While Not Quite a Rash of Enforcement, FDA Takes Action in 2015 Against Cosmetic Products Making Unapproved Drug Claims

To paraphrase, admittedly horribly, the Cole Porter classic, “I’ve Got You Under My Skin,” a number of cosmetic companies got under the Food and Drug Administration’s (FDA) skin in 2015 for making unapproved new drug claims. While the number of Warning Letters issued in 2015 does not necessarily indicate a rash (pun intended) of new enforcement, the number was not insignificant and is a reminder that the agency regulates cosmetic product claims and will take action if it believes the promotional statements are unlawful.

Cosmetic vs. Drug – – A High-Level Overview

The Federal Food, Drug, and Cosmetic Act defines a cosmetic as an article “intended to be rubbed, poured, sprinkled, or sprayed on, introduced into, or otherwise applied to the human body … for cleansing, beautifying, promoting attractiveness, or altering the appearance.” In contrast, a drug is defined, in part, as an article “intended for use in the diagnosis, cure, mitigation, treatment or prevention of disease” and “articles (other than food) intended to affect the structure or any function of the body of man or other animals.” Cosmetics can be sold without prior FDA approval; new drugs require prior approval. In some cases, a product might meet the statutory definition of a “cosmetic” and a “drug” when there are different intended uses. For example, an anti-dandruff shampoo is both a cosmetic (to cleanse the hair) and a drug (to treat dandruff). These products must comply with applicable requirements for both drugs and cosmetics.

While the term, “cosmeceuticals,” is frequently used by companies in the marketplace, and FDA is aware of this, there is no statutory or regulatory definition, and the agency does not have a separate regulatory classification for such products.

 
Enforcement Actions in 2015

FDA has issued a number of Warning Letters and continues to enforce an Import Alert (#66-38, originally issued in 1988) against skin care products that make unapproved new drug claims. For example, the Import Alert applies to skin care products labeled as “anti-aging” creams, which make claims to “counteract,” “retard,” or “control” the aging process. Similarly, the agency contends that products which claim to “rejuvenate,” “repair,” or “restructure” the skin are drug claims. As such, FDA can detain or refuse to allow such products to enter the United States.

Distinct from the Import Alert, FDA issued a number of Warning Letters in 2015 against skin care companies that the agency contended were making unapproved drug claims. In all of the letters, FDA referred to product websites.
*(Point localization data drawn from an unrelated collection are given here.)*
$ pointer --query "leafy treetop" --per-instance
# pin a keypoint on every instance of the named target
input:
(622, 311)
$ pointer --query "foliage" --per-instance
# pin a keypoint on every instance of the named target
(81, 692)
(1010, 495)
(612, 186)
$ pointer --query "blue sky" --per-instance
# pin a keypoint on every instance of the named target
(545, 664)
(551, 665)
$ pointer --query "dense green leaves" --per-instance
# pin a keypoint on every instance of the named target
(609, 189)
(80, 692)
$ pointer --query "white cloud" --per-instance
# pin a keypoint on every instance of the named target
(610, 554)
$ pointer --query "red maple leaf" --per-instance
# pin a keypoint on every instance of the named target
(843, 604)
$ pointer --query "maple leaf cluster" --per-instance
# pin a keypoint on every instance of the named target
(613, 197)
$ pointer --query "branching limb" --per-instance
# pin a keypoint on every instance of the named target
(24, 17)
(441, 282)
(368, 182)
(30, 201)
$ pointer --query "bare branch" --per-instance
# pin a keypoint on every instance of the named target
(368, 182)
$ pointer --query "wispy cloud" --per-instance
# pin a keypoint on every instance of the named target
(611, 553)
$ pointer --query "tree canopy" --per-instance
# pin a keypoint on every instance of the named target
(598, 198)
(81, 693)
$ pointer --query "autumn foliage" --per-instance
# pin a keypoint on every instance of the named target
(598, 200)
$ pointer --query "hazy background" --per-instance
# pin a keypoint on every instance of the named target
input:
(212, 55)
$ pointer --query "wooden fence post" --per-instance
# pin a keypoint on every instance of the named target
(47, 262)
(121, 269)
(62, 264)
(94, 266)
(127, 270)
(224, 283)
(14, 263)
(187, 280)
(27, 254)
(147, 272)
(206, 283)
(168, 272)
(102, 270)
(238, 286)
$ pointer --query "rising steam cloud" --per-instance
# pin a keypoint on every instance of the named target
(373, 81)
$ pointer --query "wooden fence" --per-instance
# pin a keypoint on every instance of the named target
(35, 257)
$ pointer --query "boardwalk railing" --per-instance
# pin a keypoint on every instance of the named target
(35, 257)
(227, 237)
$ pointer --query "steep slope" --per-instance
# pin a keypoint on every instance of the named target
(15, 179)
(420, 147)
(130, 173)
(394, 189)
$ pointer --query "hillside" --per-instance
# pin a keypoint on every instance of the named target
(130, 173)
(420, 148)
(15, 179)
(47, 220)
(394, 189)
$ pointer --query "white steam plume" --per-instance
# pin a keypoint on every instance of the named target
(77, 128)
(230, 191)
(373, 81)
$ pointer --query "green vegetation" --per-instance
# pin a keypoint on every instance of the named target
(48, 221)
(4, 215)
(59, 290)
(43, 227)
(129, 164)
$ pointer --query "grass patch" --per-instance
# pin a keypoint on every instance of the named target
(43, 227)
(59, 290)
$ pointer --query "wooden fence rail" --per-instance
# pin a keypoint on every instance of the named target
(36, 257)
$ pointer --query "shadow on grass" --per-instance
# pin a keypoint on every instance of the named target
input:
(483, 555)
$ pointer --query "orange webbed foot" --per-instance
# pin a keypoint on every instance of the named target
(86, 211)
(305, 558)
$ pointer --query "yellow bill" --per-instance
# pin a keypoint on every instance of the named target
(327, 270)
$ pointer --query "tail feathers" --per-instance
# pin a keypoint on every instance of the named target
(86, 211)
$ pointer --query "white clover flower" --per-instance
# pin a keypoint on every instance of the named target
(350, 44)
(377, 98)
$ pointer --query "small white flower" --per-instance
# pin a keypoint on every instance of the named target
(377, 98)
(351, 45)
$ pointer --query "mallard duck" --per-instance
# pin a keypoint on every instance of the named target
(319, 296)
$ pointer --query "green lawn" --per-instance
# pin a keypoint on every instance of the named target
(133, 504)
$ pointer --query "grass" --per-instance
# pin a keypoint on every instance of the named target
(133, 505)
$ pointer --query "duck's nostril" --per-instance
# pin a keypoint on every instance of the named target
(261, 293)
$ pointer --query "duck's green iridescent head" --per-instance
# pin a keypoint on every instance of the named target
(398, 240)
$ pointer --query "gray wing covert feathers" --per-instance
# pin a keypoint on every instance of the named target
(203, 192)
Some of the unlawful claims included:

  • “mimic the activity of the youth hormone thymopoietin … reinforcing the cutaneous immune defenses in the skin … stimulate the growth of new cells in the epidermis;”
  • “Clinically proven to change the anatomy of a wrinkle;”
  • “Potent elastin-stimulating peptides help enhance skin structure …;”
  • “to help stimulate collagen, to help inhibit cellular breakdown…;”
  • “to help activate wound healing fostering new skin growth, to help reduce scar tissue, and to help form stronger blood vessels;”
  • “to help restore blood cell response to the breakdown of skin structure, to help counteract infection (e.g., acne), to help even-out discolored appearance (e.g., hyperpigmentation), to help reduce inflammation (e.g., Rosacea)…;”
  • “The anti-aging formula speeds healing and increases surface circulation;”
  • “helps control acne by reducing inflammation and bacteria production;”
  • “reduces puffiness by draining excess fluids;”
  • “the perfect solution to help improve the visible skin conditions associated with diabetes;”
  • “the perfect solution to quickly hydrate and restore skin barrier function while reducing inflammatory factors;”
  • “is the perfect solution to help relieve the symptoms of psoriasis…;”
  • “the perfect solution to help prepare and improve skin function before, during, and after cancer therapy.”

AGG Observations

  • Companies should review product labeling and promotional claims, particularly when made through electronic media, such as websites, Facebook, and other social media, where FDA frequently first reviews products.
  • The internal review should include representatives from Medical, Regulatory, and Legal.
  • FDA can take immediate, if not easier, enforcement action by detaining potentially violative products at the border and stopping their importation. Therefore, firms should review labeling and packaging claims prior to shipment that could raise red flags. “Anti-aging,” “lightening,” and disease-specific statements are examples of such higher-risk claims.
  • If a company wants to market a product as a drug, consider whether it might comply with an applicable over-the-counter drug monograph, so that it is not a “new” drug, requiring FDA approval.
  • FDA has a number of enforcement tools at its disposal to cleanse its proverbial irritated skin. Proactive planning can be the salvo.